RFC1 Natural History Study (RFC1-NHS)

March 30, 2026 updated by: Prof. Dr. Matthis Synofzik
This international, multi-center, multi-modal and prospective observational study aims to determine the phenotypic spectrum and the natural progression of the RFC1 repeat expansion disease, and to seek and validate digital, imaging, and molecular biomarkers that aid in diagnosis and serve as outcome measures in future clinical trials of this novel, but frequent ataxia with late adult-onset.

Study Overview

Detailed Description

The investigators will perform an international, multi-center, multi-modal, and registry-based standardized prospective Natural History Study (NHS) in RFC1 repeat expansion disease. Participants will be assessed annually. Study visits with a standardized clinical examination will apply several clinical rating scales, and data will be entered into a clinical database (ARCA Registry; www.ARCA-registry.org) customized to the requirements of this specific study. At all study visits, patients will be asked to donate biosamples; biomaterial collection is optional, and participants can elect to participate in sampling of blood, urine, CSF, and/or a skin biopsy.

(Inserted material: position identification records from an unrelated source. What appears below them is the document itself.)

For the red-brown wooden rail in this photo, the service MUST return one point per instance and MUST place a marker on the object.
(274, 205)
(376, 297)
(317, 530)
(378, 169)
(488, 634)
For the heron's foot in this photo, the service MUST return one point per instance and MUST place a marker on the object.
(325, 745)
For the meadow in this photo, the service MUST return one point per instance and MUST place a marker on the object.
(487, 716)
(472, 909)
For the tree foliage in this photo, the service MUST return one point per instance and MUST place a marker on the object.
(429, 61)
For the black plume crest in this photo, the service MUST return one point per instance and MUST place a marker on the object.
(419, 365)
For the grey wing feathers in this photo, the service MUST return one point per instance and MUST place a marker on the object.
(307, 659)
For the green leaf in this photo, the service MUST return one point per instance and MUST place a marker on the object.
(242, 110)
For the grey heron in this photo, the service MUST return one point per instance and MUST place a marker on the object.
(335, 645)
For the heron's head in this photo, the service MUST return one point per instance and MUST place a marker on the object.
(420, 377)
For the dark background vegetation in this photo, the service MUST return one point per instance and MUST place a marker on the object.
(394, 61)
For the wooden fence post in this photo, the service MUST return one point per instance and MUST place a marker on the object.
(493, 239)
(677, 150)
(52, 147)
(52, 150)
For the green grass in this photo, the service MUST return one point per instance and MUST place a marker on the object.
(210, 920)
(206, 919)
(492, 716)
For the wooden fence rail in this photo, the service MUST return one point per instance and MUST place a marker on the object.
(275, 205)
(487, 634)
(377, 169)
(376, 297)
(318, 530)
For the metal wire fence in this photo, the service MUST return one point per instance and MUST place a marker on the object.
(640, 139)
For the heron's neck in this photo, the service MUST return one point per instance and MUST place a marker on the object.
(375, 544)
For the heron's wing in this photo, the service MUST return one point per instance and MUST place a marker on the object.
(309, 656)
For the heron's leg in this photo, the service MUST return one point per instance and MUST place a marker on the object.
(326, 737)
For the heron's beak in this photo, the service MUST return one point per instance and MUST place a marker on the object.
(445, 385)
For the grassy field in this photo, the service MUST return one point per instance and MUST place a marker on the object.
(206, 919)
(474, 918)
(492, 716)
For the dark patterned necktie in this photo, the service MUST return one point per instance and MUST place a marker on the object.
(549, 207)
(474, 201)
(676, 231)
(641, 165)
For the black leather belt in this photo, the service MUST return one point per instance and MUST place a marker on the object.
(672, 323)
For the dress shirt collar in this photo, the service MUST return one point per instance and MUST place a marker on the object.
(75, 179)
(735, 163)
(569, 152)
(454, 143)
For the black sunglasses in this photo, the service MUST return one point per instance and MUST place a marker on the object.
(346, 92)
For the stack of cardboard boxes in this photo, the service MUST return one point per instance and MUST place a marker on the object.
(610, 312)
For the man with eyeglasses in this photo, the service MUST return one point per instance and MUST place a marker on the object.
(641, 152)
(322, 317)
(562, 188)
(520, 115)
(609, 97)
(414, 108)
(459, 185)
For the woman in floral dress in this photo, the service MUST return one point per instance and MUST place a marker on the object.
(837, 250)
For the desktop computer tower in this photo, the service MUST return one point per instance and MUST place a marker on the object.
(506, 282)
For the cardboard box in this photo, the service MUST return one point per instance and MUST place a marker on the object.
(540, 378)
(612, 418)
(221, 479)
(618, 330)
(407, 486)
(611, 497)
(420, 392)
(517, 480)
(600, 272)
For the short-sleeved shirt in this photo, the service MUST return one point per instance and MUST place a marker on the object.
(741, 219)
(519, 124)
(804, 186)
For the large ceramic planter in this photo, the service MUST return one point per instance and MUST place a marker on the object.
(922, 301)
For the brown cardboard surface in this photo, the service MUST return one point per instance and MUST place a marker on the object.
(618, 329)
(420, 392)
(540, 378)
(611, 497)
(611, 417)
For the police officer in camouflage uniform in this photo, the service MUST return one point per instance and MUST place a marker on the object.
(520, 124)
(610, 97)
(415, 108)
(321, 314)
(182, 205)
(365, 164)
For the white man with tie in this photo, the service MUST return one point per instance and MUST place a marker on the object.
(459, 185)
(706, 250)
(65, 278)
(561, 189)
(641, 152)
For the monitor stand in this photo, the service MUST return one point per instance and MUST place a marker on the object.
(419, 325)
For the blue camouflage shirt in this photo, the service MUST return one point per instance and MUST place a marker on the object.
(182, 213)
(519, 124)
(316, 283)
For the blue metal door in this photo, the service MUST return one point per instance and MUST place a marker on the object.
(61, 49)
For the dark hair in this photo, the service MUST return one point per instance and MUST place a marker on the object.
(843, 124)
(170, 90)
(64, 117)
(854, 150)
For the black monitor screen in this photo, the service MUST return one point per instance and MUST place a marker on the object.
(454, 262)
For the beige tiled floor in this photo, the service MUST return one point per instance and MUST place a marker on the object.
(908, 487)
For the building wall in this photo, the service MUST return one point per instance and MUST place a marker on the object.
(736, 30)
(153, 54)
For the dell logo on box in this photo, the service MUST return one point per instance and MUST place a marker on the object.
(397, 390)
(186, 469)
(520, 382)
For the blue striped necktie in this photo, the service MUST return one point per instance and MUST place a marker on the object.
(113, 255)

Optionally, and depending on local availability at each participating site, additional examinations may be performed including imaging, quantitative movement and speech analysis, vestibular testing, a neuropsychological examination, or examination of swallowing function, all to fully capture the multisystemic presentation of the RFC1 repeat expansion disease.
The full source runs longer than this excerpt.